A beloved squirrel monkey known as Banana Sam was returned scared but safe to the San Francisco Zoo on Saturday night, two days after he was taken.
Banana Sam was "hungry, trembling and thirsty," after police returned him to the zoo, but a full physical examination showed he was healthy, zoo spokesman Danny Latham said in a statement.
The 17-year-old monkey was found at Stern Grove, a park about a mile from the zoo, police spokesman Carlos Manfredi said.
The monkey was found by a bystander who saw him come out of the bushes.
"He managed to coax the monkey into his backpack," Manfredi said.
The man called police, and within an hour they met with zoo officials, who verified the monkey's identity.

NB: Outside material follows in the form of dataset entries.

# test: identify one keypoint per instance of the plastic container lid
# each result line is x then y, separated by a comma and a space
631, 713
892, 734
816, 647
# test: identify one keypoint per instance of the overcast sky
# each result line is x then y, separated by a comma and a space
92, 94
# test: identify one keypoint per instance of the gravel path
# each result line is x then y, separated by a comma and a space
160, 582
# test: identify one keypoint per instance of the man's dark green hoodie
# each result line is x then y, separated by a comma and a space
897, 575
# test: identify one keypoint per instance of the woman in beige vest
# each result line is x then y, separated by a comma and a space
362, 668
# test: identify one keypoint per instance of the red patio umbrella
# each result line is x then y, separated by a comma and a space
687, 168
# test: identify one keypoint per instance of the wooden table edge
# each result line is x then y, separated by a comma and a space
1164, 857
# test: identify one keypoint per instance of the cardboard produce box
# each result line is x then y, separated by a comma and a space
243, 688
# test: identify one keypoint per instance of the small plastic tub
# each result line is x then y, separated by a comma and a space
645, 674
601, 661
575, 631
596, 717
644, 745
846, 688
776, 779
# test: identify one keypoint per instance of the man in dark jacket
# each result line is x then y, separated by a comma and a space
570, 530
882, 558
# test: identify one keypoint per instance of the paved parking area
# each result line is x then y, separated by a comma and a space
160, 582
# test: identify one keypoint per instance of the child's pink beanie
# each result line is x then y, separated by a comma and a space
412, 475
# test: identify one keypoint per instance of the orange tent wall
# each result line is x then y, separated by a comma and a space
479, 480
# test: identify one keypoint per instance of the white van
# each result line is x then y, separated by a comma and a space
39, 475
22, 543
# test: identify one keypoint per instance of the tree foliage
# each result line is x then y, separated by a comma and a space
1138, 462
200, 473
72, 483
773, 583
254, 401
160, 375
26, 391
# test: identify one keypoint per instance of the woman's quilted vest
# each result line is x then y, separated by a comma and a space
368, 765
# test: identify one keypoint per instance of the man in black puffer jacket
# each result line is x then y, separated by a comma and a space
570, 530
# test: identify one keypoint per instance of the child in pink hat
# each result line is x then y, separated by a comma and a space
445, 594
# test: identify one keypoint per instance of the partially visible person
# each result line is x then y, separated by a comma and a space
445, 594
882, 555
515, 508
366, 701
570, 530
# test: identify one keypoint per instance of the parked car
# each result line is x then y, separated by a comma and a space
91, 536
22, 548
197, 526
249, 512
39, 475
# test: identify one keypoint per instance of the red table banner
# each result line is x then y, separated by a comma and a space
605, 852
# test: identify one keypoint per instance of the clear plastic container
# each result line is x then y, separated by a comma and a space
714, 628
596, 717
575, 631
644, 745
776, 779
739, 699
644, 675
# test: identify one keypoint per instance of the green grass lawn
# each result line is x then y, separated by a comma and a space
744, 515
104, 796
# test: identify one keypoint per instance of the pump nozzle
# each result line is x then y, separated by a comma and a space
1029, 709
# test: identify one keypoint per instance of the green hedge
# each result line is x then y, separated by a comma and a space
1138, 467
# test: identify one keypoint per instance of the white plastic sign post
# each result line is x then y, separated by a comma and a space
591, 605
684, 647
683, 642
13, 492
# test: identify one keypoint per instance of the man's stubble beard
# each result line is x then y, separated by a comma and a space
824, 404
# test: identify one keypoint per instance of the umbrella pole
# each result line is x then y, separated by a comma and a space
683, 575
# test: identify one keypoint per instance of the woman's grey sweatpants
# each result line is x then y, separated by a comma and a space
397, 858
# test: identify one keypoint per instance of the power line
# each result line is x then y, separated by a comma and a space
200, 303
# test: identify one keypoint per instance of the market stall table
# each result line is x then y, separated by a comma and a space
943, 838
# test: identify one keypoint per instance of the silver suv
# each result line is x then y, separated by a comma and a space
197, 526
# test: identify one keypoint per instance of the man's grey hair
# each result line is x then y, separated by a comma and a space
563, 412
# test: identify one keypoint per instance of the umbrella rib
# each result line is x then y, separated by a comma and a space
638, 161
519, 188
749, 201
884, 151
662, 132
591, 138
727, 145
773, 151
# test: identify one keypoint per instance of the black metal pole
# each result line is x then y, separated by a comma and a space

"We are so thankful to the community and to the San Francisco Police Department for this happy ending," zoo director Tanya Peterson said in a statement. "I know it's been extremely stressful for zoo staff during this time but we are grateful Banana Sam is back at the zoo where he belongs."
No one has been arrested and no suspects have been identified.
"We're looking at every possible avenue, including the bystander," Manfredi said.
Banana Sam's theft Thursday prompted the zoo to boost security and keep the other 17 squirrel monkeys indoors.
He was taken after thieves cut through a gate and made holes in the mesh surrounding the monkey exhibit.
A $5,000 reward had been offered for his safe return.
The two-pound, one-foot-tall Banana Sam at 17 is an elder among squirrel monkeys, whose lifespan is about 20 years.
Common squirrel monkeys like him are not endangered, and are often seen in pet markets and medical research. While some states allow keeping monkeys as pets, in California it is illegal.